– Помогите… помогите же!!!
В голове будто полыхнула молния. Весь мир сошёлся в точку и погас.
Капли падали в прозрачной пластмассовой капельнице медленно и бесшумно – кап… кап… кап… При каждом «кап» в стеклянной бутыли с цветной наклейкой всплывал маленький пузырёк, лопался, порождая едва заметную круговую волну, – кап… кап… кап… Сдвоенные люминесцентные лампы под потолком излучали неприятный мертвенно-голубоватый свет, резали глаза, и я вновь закрыл веки.
Где я?
В памяти послушно всплыло: зябкий сентябрьский рассвет, подкатывающий к остановке автобус, похожий на кусок попользованного мыла, неохотно расходящиеся перепончатые двери… больше ничего не помню… м-да… Неужто меня угораздило попасть в автокатастрофу?
Всё тело тупо ныло, однако попытка подвигать ногами вполне удалась. Руки тоже шевелились вполне исправно, правда, были неимоверно тяжёлыми, словно в кости залили свинец. Гипса нет… похоже, обошлось.
– Антон Эдуардович?
Голос негромкий, приятный мужской баритон. Вздохнув, я открыл глаза.

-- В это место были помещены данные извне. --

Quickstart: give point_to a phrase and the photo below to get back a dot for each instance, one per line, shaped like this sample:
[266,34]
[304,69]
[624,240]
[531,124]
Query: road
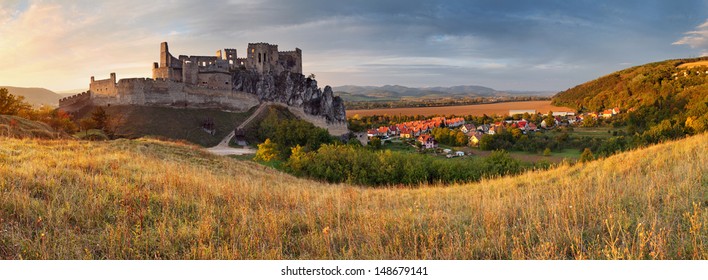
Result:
[223,148]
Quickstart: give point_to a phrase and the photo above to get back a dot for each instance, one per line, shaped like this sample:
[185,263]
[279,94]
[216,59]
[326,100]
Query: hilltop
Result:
[668,90]
[148,199]
[35,96]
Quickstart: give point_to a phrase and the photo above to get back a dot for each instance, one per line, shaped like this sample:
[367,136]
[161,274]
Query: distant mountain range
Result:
[39,96]
[397,92]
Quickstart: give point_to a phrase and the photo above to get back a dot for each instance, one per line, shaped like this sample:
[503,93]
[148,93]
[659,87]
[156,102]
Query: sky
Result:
[506,45]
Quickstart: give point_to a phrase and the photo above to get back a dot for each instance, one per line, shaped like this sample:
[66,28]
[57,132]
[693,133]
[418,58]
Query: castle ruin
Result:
[224,81]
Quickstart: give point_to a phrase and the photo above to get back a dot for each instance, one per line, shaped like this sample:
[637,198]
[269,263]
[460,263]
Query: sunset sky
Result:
[507,45]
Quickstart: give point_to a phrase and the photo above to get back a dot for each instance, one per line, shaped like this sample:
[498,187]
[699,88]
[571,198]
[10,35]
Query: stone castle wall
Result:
[224,81]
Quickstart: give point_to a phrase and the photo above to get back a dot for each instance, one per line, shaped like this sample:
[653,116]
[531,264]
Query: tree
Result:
[586,155]
[267,151]
[375,143]
[10,104]
[100,117]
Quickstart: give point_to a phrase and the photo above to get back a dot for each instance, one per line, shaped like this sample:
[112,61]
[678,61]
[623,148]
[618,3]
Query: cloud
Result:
[696,39]
[541,44]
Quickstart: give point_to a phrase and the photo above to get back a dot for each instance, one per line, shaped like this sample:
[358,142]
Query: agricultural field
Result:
[475,110]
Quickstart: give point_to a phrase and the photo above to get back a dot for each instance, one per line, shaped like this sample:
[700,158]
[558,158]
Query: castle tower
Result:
[262,57]
[169,68]
[230,56]
[164,55]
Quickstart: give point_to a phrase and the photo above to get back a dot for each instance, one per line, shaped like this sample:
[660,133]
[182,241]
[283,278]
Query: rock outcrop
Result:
[292,89]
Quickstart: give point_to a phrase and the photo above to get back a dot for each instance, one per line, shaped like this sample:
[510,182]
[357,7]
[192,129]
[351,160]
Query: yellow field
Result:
[475,110]
[146,199]
[694,64]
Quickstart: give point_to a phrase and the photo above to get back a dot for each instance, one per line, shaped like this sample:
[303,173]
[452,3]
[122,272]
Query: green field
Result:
[595,132]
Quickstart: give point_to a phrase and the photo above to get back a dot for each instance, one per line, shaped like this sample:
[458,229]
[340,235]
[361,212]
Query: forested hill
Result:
[669,90]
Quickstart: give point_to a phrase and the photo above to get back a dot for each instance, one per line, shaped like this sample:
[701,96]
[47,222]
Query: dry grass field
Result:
[147,199]
[475,110]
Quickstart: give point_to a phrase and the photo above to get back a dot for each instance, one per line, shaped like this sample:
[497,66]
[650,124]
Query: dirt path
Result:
[223,148]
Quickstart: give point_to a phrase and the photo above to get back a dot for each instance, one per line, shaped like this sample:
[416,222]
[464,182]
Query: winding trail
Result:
[223,148]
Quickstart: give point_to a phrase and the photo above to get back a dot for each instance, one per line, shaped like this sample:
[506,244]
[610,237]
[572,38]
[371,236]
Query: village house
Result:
[467,128]
[475,137]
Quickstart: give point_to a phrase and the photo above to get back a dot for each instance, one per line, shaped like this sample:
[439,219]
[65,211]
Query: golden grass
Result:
[694,64]
[146,199]
[475,110]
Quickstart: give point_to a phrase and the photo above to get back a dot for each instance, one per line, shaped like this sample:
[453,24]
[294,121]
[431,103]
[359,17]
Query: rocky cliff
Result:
[292,89]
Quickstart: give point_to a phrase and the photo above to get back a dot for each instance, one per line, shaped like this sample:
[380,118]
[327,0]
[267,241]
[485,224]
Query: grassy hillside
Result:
[171,123]
[16,127]
[146,199]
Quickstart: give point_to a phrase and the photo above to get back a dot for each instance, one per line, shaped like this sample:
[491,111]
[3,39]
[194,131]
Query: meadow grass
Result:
[148,199]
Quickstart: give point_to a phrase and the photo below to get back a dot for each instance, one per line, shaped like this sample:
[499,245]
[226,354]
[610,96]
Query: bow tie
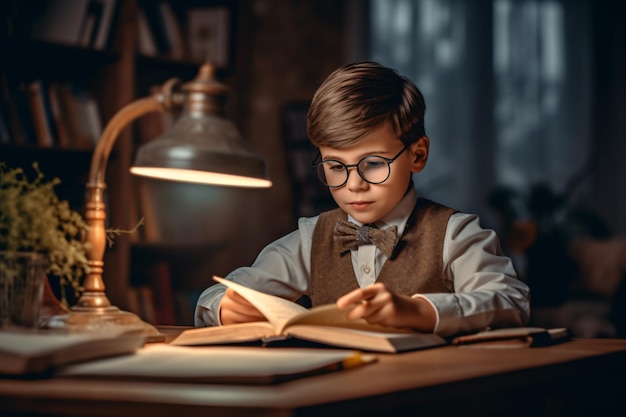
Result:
[350,236]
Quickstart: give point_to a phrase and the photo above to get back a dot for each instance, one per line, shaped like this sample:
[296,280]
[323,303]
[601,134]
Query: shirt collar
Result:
[399,215]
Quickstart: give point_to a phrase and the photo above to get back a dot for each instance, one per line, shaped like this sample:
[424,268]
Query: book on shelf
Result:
[225,365]
[146,44]
[58,118]
[173,32]
[156,24]
[208,34]
[41,114]
[514,337]
[103,35]
[25,353]
[61,21]
[81,116]
[290,323]
[85,23]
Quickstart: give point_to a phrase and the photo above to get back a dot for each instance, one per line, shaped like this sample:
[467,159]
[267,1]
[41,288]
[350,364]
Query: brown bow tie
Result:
[350,236]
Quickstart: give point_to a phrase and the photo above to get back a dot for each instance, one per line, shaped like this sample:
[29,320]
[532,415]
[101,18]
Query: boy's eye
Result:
[335,166]
[373,163]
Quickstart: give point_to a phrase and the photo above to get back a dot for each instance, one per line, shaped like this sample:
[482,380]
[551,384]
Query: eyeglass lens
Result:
[373,169]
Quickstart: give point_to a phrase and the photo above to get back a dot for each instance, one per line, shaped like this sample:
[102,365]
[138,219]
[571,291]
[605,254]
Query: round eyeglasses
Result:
[373,169]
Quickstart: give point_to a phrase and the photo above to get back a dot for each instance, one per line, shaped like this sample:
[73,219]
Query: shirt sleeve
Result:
[282,269]
[487,290]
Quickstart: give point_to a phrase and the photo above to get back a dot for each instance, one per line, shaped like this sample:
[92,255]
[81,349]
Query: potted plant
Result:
[40,236]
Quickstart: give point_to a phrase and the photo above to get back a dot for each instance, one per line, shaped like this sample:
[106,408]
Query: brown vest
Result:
[416,265]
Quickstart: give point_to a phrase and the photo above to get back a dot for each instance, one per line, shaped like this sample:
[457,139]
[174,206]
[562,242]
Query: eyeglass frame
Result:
[389,161]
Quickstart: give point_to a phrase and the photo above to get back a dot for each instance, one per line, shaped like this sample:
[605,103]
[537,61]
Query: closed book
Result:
[515,337]
[291,324]
[224,365]
[23,353]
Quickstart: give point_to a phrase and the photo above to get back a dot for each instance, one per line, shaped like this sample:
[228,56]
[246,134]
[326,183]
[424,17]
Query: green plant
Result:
[33,219]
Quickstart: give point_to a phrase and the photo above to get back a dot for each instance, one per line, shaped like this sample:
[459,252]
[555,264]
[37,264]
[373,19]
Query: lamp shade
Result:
[202,146]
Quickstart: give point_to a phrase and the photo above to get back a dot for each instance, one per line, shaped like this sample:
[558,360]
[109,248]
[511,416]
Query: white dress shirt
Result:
[487,292]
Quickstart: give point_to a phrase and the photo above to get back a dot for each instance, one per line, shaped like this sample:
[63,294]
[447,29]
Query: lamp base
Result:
[85,320]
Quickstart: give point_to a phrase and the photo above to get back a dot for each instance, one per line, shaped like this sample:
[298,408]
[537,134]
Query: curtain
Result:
[508,91]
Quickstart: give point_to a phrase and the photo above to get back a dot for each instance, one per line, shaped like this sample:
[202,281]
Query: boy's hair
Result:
[359,97]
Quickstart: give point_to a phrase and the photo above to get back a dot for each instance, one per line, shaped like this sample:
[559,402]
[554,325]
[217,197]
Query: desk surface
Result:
[567,379]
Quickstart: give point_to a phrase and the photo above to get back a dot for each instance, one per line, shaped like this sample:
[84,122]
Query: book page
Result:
[278,311]
[332,316]
[233,333]
[217,364]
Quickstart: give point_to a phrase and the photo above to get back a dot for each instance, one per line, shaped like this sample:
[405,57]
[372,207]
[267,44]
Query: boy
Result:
[436,269]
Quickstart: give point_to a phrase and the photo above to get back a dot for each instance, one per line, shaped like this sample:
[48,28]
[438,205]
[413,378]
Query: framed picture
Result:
[209,35]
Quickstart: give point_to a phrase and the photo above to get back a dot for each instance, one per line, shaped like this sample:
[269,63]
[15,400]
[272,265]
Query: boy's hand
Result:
[377,305]
[236,309]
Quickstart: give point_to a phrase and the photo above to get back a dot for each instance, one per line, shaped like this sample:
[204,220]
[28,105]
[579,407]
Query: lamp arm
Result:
[93,296]
[120,120]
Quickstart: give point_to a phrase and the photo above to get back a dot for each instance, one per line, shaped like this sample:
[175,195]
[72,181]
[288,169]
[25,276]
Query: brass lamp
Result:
[201,147]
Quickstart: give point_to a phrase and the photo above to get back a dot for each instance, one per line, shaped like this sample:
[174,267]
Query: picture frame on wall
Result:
[209,35]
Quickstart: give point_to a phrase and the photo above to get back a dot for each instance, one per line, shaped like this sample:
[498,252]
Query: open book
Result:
[325,325]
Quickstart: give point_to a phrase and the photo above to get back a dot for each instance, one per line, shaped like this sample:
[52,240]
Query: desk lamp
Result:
[201,147]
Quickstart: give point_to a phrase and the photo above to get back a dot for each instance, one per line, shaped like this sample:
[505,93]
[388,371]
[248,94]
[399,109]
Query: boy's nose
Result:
[355,182]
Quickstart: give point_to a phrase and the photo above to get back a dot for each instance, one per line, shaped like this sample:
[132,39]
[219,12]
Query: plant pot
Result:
[22,281]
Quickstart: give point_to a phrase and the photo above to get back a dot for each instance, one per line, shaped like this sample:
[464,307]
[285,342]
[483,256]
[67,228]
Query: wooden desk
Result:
[578,378]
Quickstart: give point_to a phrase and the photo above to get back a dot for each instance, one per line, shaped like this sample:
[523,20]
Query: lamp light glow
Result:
[201,147]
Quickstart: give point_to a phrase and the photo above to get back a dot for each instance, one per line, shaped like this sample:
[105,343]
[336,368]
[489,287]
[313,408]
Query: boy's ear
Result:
[419,153]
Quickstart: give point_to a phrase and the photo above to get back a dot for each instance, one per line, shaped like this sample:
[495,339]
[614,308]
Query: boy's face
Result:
[367,202]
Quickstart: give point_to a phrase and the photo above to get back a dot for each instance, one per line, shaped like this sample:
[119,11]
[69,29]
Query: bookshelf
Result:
[85,55]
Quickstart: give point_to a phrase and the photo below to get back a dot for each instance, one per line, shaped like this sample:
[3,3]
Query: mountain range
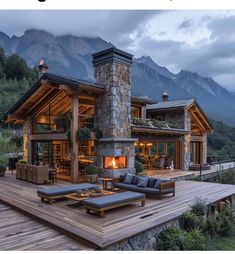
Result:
[71,56]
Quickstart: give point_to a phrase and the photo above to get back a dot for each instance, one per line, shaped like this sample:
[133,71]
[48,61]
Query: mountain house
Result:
[70,123]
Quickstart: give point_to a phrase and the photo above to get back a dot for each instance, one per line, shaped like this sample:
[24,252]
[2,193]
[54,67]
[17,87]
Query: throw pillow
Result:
[151,182]
[128,178]
[143,182]
[158,181]
[135,180]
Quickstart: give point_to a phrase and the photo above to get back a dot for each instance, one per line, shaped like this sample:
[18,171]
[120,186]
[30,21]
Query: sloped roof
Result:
[171,104]
[56,79]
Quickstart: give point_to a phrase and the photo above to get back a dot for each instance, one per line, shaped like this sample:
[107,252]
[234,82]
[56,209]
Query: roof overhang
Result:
[200,118]
[159,131]
[46,88]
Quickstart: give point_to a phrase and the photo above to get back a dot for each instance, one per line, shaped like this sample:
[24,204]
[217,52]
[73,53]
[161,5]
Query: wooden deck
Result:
[19,232]
[175,174]
[120,223]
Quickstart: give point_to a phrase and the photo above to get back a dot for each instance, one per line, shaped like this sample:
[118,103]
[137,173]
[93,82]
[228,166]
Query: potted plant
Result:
[91,173]
[98,133]
[139,167]
[22,161]
[2,169]
[83,134]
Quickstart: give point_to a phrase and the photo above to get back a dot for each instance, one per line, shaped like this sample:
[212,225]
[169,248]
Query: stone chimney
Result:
[42,67]
[165,96]
[113,113]
[112,69]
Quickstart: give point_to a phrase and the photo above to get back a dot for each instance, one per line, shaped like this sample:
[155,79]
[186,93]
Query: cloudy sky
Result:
[199,41]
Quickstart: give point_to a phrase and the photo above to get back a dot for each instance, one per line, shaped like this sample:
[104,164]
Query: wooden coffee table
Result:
[75,200]
[107,180]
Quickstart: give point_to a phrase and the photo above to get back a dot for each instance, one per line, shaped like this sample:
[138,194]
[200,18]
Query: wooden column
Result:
[27,144]
[74,128]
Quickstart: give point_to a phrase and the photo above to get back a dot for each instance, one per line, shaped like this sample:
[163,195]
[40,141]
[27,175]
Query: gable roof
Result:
[171,104]
[184,104]
[55,79]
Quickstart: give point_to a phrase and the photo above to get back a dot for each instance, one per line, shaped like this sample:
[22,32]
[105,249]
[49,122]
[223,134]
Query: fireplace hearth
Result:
[115,162]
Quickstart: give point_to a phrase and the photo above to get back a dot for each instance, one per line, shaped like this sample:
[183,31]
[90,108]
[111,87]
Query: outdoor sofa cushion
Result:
[111,200]
[151,182]
[160,180]
[135,180]
[133,187]
[128,178]
[50,192]
[143,182]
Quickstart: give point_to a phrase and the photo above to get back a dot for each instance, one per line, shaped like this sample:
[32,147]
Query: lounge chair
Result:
[52,194]
[102,204]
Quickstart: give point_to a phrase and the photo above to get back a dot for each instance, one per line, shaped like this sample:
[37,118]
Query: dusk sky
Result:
[198,41]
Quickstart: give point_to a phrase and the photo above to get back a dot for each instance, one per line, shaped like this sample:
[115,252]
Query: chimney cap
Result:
[42,64]
[110,55]
[165,96]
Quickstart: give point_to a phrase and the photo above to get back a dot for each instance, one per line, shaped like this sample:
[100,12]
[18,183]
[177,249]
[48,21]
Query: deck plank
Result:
[28,234]
[118,224]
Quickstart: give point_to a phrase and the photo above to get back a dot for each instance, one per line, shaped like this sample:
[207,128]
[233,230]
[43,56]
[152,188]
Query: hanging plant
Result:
[98,133]
[83,134]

– Как вы себя чувствуете, молодой человек? – Обладатель приятного баритона, средних лет мужчина в белом халате и шапочке уселся рядом, взяв меня за запястье, деловито принялся считать пульс.
– Что… произошло?
Секундное замешательство на лице белохалатника.
– Э… простите, вы совсем ничего не помните?
– Ну отчего же… – я чуть усмехнулся. – Кое-что помню. Меня, к примеру, именуют Привалов Антон Эдуардович. А вас?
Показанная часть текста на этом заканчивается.